Do women have an extra rib because Eve got one of Adam’s?

SHARE Do women have an extra rib because Eve got one of Adam’s?

Dear Cecil: Is it true that women have two more ribs than men do? If so, could this be the origin of the biblical story about how Eve was made from Adam’s rib? And while we’re on the subject, what does the word “spare” refer to in “spare ribs”? Bobby V., Chicago

Cecil replies:

Cecil replies:

All God’s chillun got twelve ribs, Bob. The origin of the Adam’s rib story isn’t known for sure, but some think it may stem from a Sumerian joke.

Here’s the dope: the Sumerians had a myth about a consortium of gods who were busily turning the land of Dilmun into a paradise when one of their number, Enki the water-god, committed a breach of etiquette by nibbling on a newly-created plant. Ninhursag, the earth-goddess, put a curse on Enki, and he fell ill as eight of his vital organs failed. Ninhursag was eventually persuaded to relent, but to cure Enki she had to create eight different new deities to cure each of Enki’s ailing organs.

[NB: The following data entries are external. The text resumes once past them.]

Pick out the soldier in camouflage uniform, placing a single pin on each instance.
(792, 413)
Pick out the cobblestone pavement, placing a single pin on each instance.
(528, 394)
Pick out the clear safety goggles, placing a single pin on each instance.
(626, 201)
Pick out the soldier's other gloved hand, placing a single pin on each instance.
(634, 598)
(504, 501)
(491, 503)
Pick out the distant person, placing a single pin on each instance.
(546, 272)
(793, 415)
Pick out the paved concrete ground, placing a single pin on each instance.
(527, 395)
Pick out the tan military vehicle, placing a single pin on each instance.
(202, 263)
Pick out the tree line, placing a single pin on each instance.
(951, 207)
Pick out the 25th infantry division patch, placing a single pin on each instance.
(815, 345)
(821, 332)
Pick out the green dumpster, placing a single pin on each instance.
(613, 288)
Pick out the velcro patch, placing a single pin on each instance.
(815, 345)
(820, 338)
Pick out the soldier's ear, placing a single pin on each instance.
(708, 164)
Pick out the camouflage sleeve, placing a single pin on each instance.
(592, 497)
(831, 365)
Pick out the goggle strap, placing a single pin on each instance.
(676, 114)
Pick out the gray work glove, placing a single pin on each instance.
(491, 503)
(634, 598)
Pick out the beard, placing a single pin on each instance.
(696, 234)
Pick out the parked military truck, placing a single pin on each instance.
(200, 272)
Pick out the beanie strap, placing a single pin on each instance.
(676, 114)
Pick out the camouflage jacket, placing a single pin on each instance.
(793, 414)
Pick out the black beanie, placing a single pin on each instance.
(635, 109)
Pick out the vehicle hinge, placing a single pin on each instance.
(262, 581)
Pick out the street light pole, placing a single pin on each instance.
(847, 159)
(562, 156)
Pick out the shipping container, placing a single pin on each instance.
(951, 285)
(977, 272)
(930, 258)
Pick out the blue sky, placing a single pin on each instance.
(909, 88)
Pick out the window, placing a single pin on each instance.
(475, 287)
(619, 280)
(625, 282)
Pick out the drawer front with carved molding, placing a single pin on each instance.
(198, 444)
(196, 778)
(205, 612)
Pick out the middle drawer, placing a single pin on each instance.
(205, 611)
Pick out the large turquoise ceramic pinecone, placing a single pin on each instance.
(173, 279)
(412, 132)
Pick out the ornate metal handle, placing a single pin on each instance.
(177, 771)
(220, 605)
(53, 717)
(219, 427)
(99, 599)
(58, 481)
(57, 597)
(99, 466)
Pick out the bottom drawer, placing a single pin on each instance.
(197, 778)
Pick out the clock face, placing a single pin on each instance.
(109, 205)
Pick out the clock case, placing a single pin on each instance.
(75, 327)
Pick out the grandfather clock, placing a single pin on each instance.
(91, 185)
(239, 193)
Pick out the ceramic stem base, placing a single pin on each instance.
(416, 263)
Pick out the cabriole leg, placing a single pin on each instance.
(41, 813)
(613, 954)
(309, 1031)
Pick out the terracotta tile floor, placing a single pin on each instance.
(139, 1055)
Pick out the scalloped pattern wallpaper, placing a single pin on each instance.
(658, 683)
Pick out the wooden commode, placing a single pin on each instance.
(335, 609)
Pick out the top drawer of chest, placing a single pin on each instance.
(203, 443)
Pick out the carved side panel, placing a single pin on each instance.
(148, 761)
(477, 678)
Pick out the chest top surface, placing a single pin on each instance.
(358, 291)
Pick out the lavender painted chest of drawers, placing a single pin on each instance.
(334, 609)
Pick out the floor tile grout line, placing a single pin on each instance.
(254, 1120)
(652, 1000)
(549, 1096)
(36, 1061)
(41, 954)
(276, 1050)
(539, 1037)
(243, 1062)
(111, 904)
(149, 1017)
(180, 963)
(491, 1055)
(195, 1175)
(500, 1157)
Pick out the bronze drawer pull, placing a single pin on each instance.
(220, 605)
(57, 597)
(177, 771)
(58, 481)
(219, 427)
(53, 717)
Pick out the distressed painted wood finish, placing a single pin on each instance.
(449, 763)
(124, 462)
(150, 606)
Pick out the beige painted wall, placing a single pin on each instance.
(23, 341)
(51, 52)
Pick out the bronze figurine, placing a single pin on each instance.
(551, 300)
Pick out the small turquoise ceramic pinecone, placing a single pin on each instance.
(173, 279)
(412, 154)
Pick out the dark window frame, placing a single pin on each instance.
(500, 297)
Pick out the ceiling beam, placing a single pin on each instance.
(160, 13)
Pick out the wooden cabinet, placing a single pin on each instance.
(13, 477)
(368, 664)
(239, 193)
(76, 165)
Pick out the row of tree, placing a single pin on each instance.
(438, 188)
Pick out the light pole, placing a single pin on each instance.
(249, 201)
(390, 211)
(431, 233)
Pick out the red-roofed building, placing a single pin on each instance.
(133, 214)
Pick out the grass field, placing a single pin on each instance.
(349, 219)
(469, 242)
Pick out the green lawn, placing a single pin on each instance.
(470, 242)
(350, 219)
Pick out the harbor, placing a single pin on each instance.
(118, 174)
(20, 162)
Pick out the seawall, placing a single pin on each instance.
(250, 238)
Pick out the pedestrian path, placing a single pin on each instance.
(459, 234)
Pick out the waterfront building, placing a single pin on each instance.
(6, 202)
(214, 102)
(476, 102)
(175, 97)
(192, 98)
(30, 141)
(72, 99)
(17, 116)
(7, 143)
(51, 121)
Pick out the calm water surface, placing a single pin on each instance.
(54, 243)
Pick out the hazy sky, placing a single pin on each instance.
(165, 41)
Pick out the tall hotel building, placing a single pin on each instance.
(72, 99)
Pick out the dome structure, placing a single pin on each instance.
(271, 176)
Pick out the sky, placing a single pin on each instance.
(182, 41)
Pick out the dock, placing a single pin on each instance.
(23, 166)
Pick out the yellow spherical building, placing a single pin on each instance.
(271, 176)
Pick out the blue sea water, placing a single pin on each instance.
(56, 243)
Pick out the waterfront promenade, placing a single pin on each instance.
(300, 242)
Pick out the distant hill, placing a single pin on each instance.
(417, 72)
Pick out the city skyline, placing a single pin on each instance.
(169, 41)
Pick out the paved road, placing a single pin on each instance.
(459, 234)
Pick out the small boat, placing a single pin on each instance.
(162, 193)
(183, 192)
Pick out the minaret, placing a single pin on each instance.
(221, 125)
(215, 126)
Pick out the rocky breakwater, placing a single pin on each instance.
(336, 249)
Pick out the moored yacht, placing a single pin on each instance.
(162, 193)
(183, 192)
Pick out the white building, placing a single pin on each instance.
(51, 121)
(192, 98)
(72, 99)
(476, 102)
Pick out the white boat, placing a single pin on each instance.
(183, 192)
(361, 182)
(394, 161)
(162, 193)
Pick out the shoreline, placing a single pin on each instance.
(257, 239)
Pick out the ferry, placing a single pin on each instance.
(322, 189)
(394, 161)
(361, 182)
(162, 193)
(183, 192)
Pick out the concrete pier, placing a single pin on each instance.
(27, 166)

The story bears some resemblance to, and in fact may have been the inspiration for, the Hebrew story of Genesis: the creation, the eating of the forbidden fruit, etc. But here’s where it gets really interesting: the Hebrew name “Eve” means, approximately, “she who makes live.” In Sumerian, the word for “make live” is ti, which is also the Sumerian word for “rib.”

Thus, the name of the goddess created to cure Enki’s aching rib, “Nin-Ti,” may have been a Sumerian pun, meaning both “The Lady of the Rib” and “The Lady Who Makes Live.” The joke was lost when the story–itself much altered–entered the Hebrew tradition, leaving only the enigmatic association of Eve and Adam’s rib.

As for spare ribs–known as “sparribs” in the relatively terse seventeenth and eighteenth centuries–they take their name from the Middle Low German word “rippspeer,” which eventually became “ribbesper.” It was the custom of the Middle Low Germans to sit around their fires roasting pig ribs on a spit or, as they preferred to call it, a “sper” (a word that survives in English as “spar,” as in the rib supports of a ship).

Somewhere in the sixteenth century, the two elements of the German word became transposed as it entered English–"ribbesper” became “sparrib.” As time marched on, the excessively literal English insisted on disconnecting the “spar,” thinking it came from the adjective “spare.” Thus another boneheaded blunder became part of the English language, confusing you and keeping guys like me in business.